Movie: Katyń (2007)

If I were to be asked right now to choose only one movie among the movies I’ve seen that is the most worthwhile, I would choose the Polish movie Katyń without hesitation. It is quite a high quality movie and this movie offers information that I may never have known if I hadn’t watched it. I am grateful for this movie from the bottom of my heart.

Sandwiched between Russia on the east side and Germany on the west, Poland has tragically been the victim of the two countries’ power struggles throughout history. In September of 1939, Germany invaded Poland, beginning World War II, and, utilizing this chaos, the Soviet Army invaded Poland from the east. While this was going on, the Nazi-Soviet non-aggression treaty was covertly signed and Poland was occupied and divided by Germany and the Soviet Army. Poles being pursued by from the German army from the west and Poles being pursued by the Soviet Army from the east encountered each other near the Bug River in eastern Poland. Those escaping from the Soviet Army told the Poles who escaped from Germany that it was dangerous and to head back west, while those escaping from the German army said the opposite. At that moment, trapped between two armies, each individual had to decide their fate.

The Polish government escaped to London and formed a Polish government-in-exile. Polish soldiers immediately complied with the orders of both armies, honorably and peacefully surrendering to the German and Soviet armies. The German army, in accordance to international law, released their Polish soldiers, but the Soviet Army did not. Katyń depicts the fates that followed the Polish soldiers that surrendered to the Soviet Army.

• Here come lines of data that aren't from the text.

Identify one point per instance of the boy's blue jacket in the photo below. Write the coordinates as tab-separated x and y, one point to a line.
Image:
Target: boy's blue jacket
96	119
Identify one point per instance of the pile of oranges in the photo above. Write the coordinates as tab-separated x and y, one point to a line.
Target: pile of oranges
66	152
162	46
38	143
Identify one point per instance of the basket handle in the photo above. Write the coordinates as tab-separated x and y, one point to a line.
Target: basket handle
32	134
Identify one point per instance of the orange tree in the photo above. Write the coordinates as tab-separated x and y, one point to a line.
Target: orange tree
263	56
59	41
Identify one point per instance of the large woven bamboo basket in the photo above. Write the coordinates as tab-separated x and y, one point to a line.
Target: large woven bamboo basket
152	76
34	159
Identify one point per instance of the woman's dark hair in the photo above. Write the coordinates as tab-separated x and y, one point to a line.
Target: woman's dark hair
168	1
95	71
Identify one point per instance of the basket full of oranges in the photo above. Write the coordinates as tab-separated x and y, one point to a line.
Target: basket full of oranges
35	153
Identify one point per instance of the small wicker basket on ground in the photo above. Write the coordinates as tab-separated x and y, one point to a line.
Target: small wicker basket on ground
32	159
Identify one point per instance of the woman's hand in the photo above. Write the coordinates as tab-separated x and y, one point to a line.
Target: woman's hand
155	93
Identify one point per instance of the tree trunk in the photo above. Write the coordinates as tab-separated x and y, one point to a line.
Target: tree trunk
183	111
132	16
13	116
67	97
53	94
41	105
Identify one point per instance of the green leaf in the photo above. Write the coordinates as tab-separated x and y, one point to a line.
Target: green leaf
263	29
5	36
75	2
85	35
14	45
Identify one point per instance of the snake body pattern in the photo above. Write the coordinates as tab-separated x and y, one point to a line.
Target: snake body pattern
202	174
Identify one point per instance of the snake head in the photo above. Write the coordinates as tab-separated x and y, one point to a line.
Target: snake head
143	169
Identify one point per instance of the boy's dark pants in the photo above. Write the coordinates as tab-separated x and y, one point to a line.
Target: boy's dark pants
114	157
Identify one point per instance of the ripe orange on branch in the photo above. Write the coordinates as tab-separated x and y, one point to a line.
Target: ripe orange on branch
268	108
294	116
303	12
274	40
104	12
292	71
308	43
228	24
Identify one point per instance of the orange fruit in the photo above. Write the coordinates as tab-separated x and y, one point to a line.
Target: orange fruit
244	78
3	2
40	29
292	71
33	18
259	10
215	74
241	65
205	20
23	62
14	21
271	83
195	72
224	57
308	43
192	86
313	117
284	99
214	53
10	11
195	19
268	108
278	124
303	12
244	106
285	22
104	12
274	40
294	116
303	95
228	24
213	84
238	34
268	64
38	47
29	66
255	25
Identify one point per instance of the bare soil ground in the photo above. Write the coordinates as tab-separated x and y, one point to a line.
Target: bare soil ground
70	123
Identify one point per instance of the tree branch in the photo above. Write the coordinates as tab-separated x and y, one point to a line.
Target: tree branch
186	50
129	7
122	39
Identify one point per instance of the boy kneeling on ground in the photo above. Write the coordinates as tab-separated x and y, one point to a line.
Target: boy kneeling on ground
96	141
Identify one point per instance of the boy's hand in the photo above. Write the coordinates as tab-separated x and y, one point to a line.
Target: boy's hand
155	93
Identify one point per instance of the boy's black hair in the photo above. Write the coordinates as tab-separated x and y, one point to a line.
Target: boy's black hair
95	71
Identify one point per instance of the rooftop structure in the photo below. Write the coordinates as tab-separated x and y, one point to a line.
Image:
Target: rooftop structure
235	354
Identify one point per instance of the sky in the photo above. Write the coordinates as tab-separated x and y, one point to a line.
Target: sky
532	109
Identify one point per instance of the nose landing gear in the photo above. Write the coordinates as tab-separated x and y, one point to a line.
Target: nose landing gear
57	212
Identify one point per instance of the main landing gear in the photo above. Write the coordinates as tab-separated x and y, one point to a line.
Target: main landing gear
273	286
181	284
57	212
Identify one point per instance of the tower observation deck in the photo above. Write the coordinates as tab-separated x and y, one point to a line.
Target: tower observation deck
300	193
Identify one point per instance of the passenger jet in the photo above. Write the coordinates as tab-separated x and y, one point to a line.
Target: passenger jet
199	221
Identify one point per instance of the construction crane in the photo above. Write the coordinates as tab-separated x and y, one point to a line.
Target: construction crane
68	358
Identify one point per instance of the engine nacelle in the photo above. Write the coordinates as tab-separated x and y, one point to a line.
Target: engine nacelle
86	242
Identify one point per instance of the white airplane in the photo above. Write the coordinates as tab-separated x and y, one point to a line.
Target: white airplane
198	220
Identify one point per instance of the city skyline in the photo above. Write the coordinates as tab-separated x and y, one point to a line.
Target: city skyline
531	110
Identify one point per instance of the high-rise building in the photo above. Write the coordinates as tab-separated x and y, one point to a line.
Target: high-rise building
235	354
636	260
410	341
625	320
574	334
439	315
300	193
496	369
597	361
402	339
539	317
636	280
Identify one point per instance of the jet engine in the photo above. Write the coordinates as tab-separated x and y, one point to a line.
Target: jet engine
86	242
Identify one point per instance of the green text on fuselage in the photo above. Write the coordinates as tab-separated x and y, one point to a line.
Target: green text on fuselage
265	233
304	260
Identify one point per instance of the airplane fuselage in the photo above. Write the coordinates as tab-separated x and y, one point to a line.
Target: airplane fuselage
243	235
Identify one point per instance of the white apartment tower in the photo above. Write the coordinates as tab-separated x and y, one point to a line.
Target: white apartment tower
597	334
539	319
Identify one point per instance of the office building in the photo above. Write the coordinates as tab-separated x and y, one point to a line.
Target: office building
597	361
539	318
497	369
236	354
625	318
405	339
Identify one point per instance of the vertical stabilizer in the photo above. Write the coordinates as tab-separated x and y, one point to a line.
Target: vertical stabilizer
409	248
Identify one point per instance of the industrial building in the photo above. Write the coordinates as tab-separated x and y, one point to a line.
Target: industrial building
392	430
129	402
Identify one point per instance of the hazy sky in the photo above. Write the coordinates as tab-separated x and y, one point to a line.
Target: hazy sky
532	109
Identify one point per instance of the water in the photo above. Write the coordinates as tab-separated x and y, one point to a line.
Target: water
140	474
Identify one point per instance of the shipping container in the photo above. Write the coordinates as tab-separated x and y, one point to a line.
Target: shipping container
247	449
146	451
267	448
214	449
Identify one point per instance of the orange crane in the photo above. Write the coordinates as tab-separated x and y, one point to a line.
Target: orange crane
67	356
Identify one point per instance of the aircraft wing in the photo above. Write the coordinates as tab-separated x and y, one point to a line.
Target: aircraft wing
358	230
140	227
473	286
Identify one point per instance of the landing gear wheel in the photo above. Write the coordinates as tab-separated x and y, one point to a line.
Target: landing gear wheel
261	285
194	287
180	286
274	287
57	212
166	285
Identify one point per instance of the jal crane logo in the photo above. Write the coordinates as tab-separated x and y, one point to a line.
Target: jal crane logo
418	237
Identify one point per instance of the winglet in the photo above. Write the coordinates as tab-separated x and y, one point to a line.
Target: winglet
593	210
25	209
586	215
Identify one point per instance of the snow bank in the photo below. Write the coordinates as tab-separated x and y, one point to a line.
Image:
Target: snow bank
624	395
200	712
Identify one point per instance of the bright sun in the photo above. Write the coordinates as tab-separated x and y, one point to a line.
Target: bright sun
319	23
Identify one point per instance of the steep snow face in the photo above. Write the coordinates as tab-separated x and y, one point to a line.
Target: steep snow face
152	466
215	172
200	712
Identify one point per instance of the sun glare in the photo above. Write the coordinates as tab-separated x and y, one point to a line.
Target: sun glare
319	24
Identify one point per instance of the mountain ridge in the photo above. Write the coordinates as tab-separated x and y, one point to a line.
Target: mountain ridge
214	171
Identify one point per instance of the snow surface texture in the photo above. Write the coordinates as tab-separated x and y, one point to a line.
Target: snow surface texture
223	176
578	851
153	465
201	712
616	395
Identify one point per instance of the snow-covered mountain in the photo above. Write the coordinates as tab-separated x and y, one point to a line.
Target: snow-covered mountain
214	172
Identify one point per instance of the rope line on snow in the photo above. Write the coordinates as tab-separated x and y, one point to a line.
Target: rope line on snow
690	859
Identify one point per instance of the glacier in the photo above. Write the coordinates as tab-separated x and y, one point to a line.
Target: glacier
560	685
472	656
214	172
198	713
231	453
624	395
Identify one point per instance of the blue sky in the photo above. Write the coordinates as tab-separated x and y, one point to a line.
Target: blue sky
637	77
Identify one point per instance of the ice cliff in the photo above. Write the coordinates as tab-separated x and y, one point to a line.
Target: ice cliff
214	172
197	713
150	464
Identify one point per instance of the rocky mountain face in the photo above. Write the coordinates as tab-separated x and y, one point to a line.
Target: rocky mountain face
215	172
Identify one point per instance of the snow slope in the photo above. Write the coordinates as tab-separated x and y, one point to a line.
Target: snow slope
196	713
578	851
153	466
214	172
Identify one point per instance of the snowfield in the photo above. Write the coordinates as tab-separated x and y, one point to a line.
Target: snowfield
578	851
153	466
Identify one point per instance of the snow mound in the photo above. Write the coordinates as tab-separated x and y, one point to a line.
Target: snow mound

After the Soviet-German War broke out in 1941, the Polish government-in-exile and the Soviet Union formed a treaty with an anti-German interest, and the Soviet Union was supposed to release all of their Polish prisoners and organize a Polish unit to attack the Nazis. However, more than 90% of the soldiers that were prisoners were unaccounted for; when the Polish government-in-exile in London pursued the Soviet Union to release all of the Polish soldiers, the Soviet Union responded that there was delay due to office work and transportation.

However, the German army violated the non-aggression treaty and invaded Soviet Union territory in April 1943; near the Katyn forest, former Soviet Union territory, they discovered the dead bodies of nearly twenty thousand Polish soldiers. Germany widely broadcasted this crime committed by the Soviet Army in 1940. After Germany was defeated and World War II ended in 1945, Poland was put under Soviet Union control as a satellite country of the Soviet Union. The Soviet Union argued that, in fact, the Katyn forest massacre was an act of the German army and they carried out a grand anti-Nazi campaign; afterwards, it became taboo for Poles under Soviet Union control to mention the truth of the event.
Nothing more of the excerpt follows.